Halsey singing in concert.

Halsey’s newest album, Manic, is a celebration of her mania and an homage to her journey through heartbreak, loneliness, and healing. The album is a sampling of “hip-hop, rock, country, fucking everything,” with features from Dominic Fike, Alanis Morissette, and South Korean rapper Suga of BTS. While the album may initially sound like a random collection of songs, it is a complete body of work produced during a manic episode of bipolar disorder. Unlike her previous albums, Badlands and Hopeless Fountain Kingdom, which were written during depressive states, Manic is an album created by and for Ashley Frangipane, offering a heartfelt and personal window into her life.

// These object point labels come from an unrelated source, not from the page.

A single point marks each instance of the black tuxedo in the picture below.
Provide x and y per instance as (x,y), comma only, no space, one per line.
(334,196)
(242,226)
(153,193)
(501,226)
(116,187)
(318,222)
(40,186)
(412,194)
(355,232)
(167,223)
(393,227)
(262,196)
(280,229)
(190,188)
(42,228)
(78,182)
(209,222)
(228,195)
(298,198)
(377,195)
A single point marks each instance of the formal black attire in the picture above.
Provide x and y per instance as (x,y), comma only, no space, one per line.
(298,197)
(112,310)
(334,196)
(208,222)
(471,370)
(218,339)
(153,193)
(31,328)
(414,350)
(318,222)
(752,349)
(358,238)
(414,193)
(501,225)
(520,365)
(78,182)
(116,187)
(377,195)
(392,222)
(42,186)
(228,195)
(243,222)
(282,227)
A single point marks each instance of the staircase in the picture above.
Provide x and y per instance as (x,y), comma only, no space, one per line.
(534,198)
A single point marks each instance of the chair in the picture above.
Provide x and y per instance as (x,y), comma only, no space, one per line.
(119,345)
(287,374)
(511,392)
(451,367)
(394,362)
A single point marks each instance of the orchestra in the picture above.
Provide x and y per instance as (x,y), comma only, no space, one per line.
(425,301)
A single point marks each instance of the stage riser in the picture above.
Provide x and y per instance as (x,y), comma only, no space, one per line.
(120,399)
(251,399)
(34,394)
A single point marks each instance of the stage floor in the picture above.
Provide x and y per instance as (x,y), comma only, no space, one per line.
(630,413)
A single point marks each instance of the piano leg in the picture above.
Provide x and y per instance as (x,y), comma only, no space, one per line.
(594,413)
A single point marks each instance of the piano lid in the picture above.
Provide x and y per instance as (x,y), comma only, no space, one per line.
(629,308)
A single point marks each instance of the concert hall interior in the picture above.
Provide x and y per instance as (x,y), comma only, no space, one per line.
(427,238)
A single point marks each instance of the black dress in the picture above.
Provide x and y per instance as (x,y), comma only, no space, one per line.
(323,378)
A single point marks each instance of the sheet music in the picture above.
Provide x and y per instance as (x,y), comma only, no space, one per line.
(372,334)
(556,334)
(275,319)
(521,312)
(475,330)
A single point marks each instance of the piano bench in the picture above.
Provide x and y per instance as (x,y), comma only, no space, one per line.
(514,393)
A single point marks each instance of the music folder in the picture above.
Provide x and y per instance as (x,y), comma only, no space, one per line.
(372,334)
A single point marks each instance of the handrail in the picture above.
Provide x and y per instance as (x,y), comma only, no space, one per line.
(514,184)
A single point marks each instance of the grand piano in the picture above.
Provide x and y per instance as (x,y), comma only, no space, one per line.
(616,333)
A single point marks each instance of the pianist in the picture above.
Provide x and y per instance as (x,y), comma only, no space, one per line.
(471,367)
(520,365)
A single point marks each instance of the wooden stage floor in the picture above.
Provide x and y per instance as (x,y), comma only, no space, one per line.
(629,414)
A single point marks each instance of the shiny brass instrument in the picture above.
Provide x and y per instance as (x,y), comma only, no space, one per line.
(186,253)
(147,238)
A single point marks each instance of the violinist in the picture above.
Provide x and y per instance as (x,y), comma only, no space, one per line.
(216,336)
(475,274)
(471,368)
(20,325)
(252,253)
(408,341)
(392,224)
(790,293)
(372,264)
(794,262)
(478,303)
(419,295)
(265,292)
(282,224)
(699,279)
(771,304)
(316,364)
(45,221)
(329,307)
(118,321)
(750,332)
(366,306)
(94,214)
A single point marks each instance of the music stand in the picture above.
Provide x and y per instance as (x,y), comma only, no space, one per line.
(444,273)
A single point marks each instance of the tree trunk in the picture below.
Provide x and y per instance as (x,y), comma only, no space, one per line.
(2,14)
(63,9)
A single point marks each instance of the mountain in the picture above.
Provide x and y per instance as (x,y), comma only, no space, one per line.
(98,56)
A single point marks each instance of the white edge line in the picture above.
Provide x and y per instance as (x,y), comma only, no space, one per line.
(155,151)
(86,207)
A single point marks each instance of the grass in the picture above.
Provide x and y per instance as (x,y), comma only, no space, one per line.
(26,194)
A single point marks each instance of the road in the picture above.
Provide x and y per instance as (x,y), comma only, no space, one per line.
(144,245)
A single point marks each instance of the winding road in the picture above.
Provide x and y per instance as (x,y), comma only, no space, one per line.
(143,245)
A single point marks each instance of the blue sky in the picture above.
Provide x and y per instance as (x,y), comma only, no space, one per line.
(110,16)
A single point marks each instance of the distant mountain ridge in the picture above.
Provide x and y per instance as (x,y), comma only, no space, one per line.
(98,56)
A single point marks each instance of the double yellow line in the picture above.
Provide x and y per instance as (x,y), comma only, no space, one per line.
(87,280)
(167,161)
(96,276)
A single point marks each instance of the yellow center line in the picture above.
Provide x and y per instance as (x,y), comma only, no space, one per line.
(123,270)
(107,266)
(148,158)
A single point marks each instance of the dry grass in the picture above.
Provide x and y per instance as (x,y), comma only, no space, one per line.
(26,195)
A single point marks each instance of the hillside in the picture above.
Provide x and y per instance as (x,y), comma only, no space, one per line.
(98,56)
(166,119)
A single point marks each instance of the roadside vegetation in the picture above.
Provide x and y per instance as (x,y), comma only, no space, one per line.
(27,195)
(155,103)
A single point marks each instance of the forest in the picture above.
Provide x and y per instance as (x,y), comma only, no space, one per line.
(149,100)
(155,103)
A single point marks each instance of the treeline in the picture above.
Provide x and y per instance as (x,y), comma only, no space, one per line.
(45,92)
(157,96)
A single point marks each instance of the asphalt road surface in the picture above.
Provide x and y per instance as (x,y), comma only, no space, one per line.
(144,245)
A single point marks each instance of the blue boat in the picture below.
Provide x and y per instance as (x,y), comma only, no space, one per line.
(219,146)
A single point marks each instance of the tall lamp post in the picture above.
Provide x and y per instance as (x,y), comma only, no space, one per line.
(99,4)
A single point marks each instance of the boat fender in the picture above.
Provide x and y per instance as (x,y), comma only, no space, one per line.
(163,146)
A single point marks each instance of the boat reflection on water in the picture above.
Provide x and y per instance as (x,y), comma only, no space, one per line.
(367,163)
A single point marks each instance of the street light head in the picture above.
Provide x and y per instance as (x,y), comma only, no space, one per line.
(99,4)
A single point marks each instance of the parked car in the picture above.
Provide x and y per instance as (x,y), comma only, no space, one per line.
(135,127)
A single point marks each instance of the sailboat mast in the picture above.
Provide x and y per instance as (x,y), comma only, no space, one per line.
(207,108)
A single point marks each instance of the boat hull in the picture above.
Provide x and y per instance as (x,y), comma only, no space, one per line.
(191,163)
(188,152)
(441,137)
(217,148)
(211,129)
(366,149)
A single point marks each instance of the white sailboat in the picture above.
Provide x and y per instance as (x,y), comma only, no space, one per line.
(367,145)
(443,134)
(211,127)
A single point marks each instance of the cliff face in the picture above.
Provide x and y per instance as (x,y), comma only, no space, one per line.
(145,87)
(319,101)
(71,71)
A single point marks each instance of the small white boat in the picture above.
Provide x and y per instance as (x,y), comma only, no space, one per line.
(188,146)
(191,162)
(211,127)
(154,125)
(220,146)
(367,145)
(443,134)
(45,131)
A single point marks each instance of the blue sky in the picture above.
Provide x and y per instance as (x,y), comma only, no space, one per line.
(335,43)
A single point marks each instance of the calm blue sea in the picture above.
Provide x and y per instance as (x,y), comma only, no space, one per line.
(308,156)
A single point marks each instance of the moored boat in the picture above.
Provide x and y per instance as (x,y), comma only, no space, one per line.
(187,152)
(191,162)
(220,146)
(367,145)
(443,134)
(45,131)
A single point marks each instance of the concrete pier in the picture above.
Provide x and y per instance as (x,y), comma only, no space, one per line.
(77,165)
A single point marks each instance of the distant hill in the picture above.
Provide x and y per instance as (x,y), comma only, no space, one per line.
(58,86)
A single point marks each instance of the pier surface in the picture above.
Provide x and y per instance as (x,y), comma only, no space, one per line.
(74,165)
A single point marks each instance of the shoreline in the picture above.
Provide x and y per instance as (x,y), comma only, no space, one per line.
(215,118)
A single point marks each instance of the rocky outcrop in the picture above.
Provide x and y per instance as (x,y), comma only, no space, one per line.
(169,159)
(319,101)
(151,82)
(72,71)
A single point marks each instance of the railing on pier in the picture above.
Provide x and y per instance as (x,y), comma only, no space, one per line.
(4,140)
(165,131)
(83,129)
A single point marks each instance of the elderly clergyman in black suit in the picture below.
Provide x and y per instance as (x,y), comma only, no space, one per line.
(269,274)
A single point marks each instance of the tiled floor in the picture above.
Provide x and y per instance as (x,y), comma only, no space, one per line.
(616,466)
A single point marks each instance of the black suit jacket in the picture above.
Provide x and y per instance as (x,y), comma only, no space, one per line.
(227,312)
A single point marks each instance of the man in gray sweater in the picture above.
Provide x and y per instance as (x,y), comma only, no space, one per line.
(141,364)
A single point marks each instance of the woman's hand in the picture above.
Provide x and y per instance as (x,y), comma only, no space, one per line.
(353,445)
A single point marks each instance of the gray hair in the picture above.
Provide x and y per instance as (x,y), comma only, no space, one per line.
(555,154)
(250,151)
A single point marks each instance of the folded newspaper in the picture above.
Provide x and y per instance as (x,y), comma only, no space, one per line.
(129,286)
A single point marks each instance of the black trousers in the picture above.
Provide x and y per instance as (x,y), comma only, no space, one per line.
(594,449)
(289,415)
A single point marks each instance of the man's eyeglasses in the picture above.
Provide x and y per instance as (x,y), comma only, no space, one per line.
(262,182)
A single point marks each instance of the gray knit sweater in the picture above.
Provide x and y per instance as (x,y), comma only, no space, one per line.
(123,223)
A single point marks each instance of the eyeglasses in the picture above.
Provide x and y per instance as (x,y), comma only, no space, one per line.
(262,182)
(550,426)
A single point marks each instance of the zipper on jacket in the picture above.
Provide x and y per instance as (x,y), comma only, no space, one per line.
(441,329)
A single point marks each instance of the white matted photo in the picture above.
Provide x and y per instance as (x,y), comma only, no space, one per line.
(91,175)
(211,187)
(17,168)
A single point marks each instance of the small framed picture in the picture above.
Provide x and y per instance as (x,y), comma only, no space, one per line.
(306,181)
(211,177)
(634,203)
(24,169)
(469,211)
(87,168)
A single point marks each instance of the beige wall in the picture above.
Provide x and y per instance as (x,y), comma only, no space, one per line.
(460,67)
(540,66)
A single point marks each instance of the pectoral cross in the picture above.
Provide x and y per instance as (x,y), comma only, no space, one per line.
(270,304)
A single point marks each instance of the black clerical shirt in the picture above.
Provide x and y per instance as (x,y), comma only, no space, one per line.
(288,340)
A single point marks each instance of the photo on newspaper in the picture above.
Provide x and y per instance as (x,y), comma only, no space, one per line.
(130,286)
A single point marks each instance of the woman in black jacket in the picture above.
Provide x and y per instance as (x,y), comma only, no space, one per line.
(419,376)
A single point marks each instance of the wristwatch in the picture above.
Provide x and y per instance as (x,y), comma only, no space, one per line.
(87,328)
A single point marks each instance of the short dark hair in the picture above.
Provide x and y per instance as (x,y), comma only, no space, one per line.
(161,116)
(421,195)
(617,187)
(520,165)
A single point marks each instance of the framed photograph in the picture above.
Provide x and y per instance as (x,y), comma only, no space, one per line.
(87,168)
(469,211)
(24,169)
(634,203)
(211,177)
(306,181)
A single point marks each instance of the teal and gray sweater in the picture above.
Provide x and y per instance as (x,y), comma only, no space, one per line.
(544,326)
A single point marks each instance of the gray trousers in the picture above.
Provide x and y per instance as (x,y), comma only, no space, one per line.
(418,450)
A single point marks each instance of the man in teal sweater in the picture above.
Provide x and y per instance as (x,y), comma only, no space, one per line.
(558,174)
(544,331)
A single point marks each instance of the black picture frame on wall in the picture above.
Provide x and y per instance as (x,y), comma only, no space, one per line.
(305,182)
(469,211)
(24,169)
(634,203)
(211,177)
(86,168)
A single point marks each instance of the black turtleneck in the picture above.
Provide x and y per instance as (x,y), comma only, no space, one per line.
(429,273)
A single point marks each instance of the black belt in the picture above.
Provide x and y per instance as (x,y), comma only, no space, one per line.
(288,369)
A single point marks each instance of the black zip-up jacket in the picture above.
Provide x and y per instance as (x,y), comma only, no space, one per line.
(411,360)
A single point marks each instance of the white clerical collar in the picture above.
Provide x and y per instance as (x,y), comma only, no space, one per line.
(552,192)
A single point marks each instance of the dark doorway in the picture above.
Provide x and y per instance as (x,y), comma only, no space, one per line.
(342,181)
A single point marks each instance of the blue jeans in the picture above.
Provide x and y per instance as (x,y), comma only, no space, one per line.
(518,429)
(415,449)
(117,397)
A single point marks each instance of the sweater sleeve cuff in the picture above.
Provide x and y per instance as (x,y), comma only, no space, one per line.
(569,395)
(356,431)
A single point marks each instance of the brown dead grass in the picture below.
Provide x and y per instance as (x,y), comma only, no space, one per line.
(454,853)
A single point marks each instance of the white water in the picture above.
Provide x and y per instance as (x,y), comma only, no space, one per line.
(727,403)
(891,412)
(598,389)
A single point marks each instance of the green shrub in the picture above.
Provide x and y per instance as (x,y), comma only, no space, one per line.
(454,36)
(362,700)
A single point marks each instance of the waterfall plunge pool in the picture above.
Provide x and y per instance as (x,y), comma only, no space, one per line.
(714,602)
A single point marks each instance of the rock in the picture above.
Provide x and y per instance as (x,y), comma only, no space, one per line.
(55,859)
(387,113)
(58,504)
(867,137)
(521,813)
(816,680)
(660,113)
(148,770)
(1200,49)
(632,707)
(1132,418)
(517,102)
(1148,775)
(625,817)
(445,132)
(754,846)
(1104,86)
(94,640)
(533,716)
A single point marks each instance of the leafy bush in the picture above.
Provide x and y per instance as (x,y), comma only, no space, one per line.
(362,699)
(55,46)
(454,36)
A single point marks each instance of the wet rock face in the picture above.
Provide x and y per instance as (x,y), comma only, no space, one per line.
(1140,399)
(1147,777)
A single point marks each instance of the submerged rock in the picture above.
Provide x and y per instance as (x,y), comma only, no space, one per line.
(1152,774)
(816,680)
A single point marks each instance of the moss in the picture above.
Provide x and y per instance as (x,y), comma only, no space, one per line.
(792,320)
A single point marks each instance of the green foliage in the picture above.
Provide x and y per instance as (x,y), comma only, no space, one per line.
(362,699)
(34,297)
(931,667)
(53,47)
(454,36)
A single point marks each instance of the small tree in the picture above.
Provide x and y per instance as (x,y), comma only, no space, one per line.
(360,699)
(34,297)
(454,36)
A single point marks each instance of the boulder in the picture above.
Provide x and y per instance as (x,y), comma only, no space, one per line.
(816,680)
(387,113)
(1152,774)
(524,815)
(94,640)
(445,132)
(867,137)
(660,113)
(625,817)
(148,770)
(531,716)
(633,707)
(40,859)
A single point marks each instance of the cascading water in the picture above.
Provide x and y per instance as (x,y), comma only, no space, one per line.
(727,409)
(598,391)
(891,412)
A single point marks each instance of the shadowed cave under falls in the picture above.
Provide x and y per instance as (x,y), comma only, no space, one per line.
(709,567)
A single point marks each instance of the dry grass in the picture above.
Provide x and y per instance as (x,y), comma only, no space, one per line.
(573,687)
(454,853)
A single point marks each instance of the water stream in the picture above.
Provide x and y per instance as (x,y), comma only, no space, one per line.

After being diagnosed with bipolar disorder at 17, Halsey spent most of her senior year of high school in a psychiatric facility. Since finding music, she has been given the tools to properly express herself and explore her cyclical emotions. Now, at 25, after spending years in therapy, Halsey is able to recognize when she needs help. When she released her second album, Hopeless Fountain Kingdom, she began to feel elements of her adolescent struggles bubbling up again and alerted her team. Her personal mantra is a reflection of her mental health journey that, “Achieving mental health doesn’t happen. You never arrive at mentally healthy. It’s a perpetual journey that takes constant care, attention, and energy” (Halsey, 11:25).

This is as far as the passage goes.